Tuesday, October 30, 2007, 7:11 PM
exams are over.

i don't know whether should i be happy about it or not. paper one was badly done and i think almost thirty marks was lost. i didn't have enough time to complete the paper because i was late for the exam.

i left the house earlier and decided to take a cab to the examination hall, who knows this horrible taxi uncle drove me around the whole of woodlands and he didn't know where the school is. i didn't know how to get to the school, thus i didn't know how to navigate the way. luckily, my sister was at home and she helped me to check the directions. in the end, the damn uncle still didn't know how to get there and i had to board another cab. he only charged me $2.5o though. anyway, he should!
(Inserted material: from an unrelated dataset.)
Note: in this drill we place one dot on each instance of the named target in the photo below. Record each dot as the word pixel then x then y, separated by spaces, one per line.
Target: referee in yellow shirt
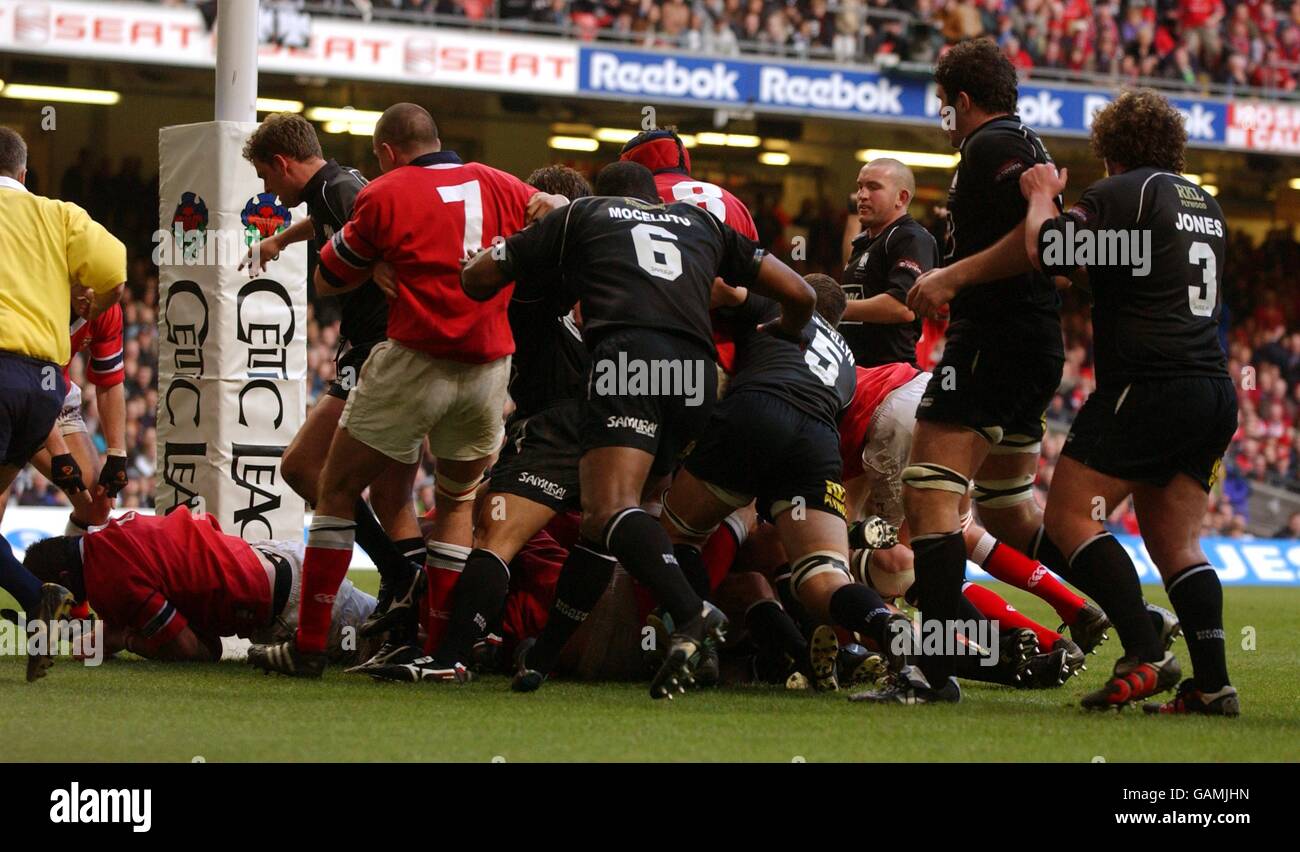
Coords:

i was almost 15 mins late for the exams and all thanks to my nerves, i was worrying and fretting throughout the paper. it was pretty hard and i was worrying whether do i have enough time to complete it or not. it's really badly done. sigh.

paper two on the other hand, was pretty okay. at least i did get managed to finish almost the entire paper. all i can hope now is that i can pass. ):

and this entire week hasn't been easy. in fact, it has been hell. many problems occurred in all aspects of my life and i am going through what you called the downside in life?

it seems like i'm losing people in my life slowly, one by one. i wonder when will be the time before i lose myself. i don't want to lose myself because if i do, i know i'll lose everyone around me.

i hope this is just a nightmare and i can wake up from it quickly. too bad, it's not. it's reality and i have to face it.

at the very least, i finally realized how much my friends and family love me. i'm really thankful that they're around.

lesson #1 - treasure the people around you before you lose them for real.

i also came across this in weihow's blog. it's meaningful so i just want to share. probably i can relate to it better i guess.

True love does not come by finding the perfect person, but by learning to see an imperfect person perfectly. - Jason Jordan

i miss you like i've never missed anyone before. i just can't stop the tears from flowing when the thought of losing you for real comes into my mind.